Pero durante un momento pensó en las palabras de aquel hombre. Nunca se
había planteado su miserable situación, siempre se sintió afortunado de
poder ayudar a su hermano y poder comer cada día..., quizás estaba
siendo demasiado altruista. Durante el trayecto se dio cuenta de que, de
tanto proteger a los demás, se había olvidado de ayudarse a sí mismo. A
partir de ahora pensaría solo en sí mismo, como le recomendó el
empresario. Pensó, ignorante de que ya era feliz, que con suerte
llegaría a ser como él veía a aquel empresario: sabio, feliz y rico.

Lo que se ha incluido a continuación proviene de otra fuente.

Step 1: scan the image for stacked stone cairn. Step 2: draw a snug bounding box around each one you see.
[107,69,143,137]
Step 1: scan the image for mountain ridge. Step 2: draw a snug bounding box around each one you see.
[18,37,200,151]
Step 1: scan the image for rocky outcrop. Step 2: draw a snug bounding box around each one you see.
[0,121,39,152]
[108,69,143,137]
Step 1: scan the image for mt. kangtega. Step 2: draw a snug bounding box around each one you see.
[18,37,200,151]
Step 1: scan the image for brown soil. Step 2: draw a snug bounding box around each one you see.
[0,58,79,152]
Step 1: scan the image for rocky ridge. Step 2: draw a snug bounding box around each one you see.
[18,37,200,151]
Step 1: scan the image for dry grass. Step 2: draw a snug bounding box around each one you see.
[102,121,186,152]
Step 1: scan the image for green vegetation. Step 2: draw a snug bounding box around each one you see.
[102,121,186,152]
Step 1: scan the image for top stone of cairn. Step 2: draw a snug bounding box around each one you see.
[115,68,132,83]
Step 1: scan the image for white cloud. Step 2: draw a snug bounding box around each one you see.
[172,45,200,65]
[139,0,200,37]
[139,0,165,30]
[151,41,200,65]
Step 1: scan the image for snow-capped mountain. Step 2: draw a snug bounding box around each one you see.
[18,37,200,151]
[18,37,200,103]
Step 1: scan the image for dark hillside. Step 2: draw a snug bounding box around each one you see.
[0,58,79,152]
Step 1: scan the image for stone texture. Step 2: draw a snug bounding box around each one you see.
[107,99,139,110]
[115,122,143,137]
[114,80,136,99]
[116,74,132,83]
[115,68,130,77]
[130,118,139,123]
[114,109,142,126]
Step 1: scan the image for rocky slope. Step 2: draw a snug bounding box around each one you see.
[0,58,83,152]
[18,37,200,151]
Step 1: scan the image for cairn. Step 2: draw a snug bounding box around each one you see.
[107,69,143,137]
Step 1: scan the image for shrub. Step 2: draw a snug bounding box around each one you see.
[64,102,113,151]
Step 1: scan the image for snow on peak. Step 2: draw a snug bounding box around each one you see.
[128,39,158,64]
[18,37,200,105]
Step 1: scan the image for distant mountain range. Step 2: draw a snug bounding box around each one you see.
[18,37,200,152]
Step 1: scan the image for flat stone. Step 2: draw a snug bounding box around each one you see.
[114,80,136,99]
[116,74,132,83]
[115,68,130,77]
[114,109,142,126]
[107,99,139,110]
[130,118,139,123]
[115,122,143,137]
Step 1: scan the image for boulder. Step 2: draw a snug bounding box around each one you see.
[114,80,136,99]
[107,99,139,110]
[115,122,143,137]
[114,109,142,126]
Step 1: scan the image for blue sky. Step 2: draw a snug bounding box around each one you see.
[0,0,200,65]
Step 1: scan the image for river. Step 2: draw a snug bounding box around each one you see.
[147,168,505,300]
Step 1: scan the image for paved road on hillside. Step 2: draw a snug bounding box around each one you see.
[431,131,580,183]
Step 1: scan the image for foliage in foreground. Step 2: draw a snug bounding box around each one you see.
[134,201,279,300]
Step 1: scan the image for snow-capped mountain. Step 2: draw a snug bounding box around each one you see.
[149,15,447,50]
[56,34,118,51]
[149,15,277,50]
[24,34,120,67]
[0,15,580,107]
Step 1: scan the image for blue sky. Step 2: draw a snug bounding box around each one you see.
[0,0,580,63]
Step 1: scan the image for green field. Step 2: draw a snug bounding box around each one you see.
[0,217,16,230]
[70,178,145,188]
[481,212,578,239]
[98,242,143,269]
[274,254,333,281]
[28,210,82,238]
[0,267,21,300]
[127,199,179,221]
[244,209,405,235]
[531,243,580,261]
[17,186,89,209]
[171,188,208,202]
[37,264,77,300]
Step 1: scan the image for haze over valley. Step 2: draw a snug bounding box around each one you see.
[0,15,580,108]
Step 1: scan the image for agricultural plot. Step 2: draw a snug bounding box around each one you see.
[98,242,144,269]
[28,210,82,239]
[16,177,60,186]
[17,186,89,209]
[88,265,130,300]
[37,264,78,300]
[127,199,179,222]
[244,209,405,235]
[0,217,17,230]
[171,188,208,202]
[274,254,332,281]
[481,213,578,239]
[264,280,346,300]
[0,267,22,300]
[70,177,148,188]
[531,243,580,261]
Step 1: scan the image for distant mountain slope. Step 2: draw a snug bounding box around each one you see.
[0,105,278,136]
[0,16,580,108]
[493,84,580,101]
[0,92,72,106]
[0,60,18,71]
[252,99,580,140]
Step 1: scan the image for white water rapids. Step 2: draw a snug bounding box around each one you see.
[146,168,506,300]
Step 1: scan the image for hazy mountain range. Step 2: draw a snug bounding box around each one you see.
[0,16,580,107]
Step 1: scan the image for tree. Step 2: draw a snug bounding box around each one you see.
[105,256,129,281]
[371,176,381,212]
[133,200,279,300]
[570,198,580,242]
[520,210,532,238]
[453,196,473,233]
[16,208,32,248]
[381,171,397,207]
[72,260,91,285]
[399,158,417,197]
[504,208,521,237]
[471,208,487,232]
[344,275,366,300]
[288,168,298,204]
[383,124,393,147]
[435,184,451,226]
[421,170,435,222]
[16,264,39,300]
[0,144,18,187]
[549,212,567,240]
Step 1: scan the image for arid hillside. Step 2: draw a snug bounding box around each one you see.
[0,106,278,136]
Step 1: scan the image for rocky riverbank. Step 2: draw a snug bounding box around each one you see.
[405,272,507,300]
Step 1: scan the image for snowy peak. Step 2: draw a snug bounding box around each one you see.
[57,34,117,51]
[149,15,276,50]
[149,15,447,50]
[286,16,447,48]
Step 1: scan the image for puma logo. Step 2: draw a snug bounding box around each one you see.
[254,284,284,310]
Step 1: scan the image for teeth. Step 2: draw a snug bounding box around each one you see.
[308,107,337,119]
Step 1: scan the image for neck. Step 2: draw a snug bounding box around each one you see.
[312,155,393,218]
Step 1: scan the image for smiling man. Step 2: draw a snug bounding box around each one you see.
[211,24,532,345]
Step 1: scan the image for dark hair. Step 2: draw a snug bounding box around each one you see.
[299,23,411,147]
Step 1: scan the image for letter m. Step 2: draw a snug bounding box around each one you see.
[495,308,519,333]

Mientras conducía, sintió la emoción de conducir un vehículo de
excepcional calidad. Juan se identificó con el coche, se sentía veloz,
imparable. Por un momento se olvidó del tiempo, de sus obligaciones y de
sus pensamientos; salió incluso de la ciudad. Estaba tan distraído en
sus pensamientos que no vio una señal que alertaba que la carretera
estaba cortada. Más allá estaban reconstruyendo el puente que se
desplomó tras la violenta tormenta de la semana anterior. Juan subía una
empinada carretera que parecía no tener fin, cuando se dio cuenta de que
esta conducía hacia un abismo. Observó el destrozado puente, la obra y
el precipicio que había bajo él. Tardó un poco en reaccionar, pero
consiguió gritar a tiempo: «Mal menos».
El coche atravesó la valla de la obra; se quedó a un palmo del abismo...
Juan se secó el sudor de su frente, resopló aliviado y pronunció un
«menos mal». El coche aceleró y cayó por el profundo barranco; al rato
se oyó el eco de un grito en el fondo del despeñadero.